Endologix Adds FDA-Cleared Peripheral Thrombectomy System

The FDA-cleared system is indicated for the non-surgical removal of thrombi and emboli from peripheral arteries and will continue to be marketed in accordance with its existing clearance during a transition period. The platform comprises three commercially available configurations—Pounce LP, Pounce, and Pounce XL—intended for use across a range of vessel diameters, including smaller and more distal arteries.
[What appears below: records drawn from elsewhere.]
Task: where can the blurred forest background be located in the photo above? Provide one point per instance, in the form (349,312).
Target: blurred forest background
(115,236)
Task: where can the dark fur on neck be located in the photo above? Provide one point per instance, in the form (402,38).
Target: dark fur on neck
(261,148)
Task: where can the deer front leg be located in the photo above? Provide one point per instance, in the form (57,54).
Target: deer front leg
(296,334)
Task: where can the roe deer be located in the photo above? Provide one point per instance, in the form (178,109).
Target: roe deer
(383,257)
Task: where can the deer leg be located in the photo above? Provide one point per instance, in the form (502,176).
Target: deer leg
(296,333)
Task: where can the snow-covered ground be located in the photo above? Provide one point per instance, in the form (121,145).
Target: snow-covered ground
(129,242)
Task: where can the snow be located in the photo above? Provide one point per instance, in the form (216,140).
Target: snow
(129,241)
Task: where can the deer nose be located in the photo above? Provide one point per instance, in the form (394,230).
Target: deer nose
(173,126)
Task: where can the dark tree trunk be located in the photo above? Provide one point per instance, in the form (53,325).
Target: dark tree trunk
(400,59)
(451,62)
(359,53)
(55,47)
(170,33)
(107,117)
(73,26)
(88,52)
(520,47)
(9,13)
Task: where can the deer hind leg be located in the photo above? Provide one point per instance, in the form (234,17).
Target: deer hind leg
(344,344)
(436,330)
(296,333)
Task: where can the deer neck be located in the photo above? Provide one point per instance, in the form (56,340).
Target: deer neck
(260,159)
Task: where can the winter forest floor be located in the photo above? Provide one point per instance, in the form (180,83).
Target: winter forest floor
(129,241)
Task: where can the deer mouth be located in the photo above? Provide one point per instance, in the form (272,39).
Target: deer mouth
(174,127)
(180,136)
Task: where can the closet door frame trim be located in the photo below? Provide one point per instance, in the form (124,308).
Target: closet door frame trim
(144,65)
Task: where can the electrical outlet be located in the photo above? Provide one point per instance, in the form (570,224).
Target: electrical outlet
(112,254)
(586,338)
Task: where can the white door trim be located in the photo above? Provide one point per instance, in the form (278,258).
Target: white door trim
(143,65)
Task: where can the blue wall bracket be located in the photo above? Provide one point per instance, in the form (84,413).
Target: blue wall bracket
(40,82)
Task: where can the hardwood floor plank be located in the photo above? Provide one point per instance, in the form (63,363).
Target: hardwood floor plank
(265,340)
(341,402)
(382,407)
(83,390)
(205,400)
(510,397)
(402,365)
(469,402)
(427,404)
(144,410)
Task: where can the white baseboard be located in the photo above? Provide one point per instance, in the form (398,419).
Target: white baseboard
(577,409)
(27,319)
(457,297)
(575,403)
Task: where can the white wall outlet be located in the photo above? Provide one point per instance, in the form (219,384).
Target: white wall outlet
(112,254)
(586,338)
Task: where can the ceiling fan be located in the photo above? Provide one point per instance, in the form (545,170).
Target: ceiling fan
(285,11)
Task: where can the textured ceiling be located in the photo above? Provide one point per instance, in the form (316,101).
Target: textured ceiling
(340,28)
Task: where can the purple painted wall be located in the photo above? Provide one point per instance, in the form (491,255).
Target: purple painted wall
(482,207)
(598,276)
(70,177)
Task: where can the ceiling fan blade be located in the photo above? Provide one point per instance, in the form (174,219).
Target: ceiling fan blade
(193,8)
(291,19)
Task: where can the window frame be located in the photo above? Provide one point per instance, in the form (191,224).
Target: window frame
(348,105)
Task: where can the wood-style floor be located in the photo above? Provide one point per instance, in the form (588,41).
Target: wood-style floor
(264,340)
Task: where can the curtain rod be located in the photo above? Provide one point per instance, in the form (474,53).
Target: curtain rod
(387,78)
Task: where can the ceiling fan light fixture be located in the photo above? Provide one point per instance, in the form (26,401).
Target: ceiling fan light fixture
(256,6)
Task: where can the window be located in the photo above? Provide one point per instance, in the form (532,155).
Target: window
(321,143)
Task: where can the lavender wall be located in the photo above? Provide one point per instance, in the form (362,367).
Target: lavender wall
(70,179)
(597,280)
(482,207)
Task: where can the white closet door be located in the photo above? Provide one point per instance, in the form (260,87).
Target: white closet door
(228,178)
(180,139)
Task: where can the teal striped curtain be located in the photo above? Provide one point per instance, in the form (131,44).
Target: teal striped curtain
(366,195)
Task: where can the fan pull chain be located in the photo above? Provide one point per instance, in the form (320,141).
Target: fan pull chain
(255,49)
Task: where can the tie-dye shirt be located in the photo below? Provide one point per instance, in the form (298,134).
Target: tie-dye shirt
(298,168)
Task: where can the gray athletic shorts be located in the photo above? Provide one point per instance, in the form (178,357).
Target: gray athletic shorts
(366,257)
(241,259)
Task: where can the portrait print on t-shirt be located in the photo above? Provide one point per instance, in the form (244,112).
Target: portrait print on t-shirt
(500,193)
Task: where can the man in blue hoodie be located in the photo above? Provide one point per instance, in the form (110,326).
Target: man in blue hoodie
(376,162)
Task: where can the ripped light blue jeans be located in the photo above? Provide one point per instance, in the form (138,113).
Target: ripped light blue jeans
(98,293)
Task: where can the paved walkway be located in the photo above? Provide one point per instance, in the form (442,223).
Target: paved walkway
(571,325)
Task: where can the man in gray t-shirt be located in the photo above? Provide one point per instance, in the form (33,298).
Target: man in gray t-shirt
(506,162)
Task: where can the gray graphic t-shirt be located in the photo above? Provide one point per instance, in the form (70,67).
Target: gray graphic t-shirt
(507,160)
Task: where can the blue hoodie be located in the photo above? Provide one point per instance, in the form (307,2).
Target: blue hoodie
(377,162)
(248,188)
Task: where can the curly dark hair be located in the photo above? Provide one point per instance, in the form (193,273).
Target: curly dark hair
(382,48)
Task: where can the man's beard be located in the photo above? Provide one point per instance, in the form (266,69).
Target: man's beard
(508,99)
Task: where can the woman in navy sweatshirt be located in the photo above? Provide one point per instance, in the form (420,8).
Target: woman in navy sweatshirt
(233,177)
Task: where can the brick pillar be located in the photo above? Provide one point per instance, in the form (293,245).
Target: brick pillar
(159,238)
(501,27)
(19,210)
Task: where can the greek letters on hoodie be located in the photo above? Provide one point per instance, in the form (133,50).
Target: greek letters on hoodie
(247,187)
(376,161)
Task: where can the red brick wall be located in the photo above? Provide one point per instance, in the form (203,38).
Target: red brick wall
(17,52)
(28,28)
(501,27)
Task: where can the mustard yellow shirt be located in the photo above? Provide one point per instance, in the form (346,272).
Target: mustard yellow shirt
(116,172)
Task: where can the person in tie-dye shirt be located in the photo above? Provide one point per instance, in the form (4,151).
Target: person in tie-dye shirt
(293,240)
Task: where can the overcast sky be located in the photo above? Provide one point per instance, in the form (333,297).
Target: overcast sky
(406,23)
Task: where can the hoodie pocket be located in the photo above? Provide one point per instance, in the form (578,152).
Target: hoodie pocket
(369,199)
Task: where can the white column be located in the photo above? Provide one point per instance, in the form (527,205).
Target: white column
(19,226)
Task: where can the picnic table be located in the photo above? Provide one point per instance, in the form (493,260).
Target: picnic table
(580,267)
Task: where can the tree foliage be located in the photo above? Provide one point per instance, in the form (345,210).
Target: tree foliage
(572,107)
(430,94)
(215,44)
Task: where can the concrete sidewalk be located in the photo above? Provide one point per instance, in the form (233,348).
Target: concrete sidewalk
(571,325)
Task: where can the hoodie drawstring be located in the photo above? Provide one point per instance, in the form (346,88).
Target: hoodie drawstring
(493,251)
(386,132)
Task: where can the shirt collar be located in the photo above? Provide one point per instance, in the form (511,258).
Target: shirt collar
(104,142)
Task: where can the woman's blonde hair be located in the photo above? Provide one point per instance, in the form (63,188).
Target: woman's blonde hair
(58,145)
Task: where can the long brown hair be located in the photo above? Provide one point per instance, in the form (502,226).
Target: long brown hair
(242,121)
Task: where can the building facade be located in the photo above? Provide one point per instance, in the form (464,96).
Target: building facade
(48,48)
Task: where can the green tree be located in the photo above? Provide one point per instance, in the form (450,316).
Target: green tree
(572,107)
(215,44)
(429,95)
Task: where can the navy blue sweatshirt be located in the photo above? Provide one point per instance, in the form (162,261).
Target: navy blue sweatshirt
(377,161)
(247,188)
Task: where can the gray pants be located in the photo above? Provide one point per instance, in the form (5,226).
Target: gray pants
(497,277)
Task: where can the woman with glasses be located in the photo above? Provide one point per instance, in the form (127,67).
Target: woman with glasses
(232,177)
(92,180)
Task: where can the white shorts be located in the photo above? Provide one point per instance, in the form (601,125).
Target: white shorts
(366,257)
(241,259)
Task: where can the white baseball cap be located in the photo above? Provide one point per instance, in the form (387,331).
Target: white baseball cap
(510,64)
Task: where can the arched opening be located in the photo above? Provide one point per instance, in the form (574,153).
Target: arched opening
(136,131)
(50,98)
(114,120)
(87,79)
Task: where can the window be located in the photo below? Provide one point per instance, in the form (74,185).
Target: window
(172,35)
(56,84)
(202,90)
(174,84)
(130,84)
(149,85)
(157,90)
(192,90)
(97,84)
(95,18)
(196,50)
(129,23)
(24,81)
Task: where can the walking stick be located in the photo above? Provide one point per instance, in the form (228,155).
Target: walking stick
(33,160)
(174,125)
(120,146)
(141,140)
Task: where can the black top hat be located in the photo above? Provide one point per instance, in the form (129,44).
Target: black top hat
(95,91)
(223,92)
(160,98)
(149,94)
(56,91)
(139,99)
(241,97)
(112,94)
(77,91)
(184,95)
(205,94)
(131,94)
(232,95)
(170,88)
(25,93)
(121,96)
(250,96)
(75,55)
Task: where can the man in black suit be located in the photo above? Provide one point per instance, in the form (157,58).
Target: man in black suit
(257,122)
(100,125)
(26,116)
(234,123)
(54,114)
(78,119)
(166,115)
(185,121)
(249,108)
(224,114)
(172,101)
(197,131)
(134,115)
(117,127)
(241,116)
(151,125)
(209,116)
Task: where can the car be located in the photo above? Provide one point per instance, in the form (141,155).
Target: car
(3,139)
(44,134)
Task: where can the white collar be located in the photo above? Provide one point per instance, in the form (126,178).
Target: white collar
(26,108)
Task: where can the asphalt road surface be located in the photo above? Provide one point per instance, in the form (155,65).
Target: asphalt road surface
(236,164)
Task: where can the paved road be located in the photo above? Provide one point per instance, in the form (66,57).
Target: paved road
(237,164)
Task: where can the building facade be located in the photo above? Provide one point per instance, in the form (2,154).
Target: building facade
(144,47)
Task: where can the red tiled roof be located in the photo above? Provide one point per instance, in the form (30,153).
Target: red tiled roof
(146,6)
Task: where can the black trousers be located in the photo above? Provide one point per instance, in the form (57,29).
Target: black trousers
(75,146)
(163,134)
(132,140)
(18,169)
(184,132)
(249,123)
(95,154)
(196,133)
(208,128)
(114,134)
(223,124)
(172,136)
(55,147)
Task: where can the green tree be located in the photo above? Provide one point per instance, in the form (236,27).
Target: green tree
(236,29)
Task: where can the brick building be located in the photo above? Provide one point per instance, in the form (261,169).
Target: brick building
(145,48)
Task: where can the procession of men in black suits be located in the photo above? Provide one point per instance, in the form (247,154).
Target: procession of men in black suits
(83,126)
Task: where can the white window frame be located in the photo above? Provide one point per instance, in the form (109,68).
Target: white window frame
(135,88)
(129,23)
Pounce is a fully mechanical thrombectomy technology built around proprietary dual-basket architecture and a nitinol collection funnel. The system is designed to support procedural simplicity, versatility, and efficiency without reliance on capital equipment, thrombolytics, or aspiration. By eliminating those dependencies, the platform is positioned to provide a streamlined, “grab-and-go” option for arterial clot removal within the angiography suite.

Endologix noted that adding the Pounce platform strengthens its offering for vascular interventionalists already using the company’s Detour, ALTO, and AFX2 technologies. The addition of a clinically differentiated mechanical thrombectomy option enables the organization to support a broader continuum of care for patients with peripheral vascular disease. A core group of Surmodics team members supporting Pounce will join Endologix as part of the transaction to facilitate continuity.

“The Pounce Thrombectomy System is a strong strategic and clinical fit for Endologix. It serves the same physicians and patients we already work with every day and brings a clinically differentiated mechanical approach that complements our vascular intervention portfolio. We are excited to welcome members of the Pounce team as part of our intentional investment in innovation that helps vascular specialists deliver better care,” said John Liddicoat, M.D., President and Chief Executive Officer of Endologix.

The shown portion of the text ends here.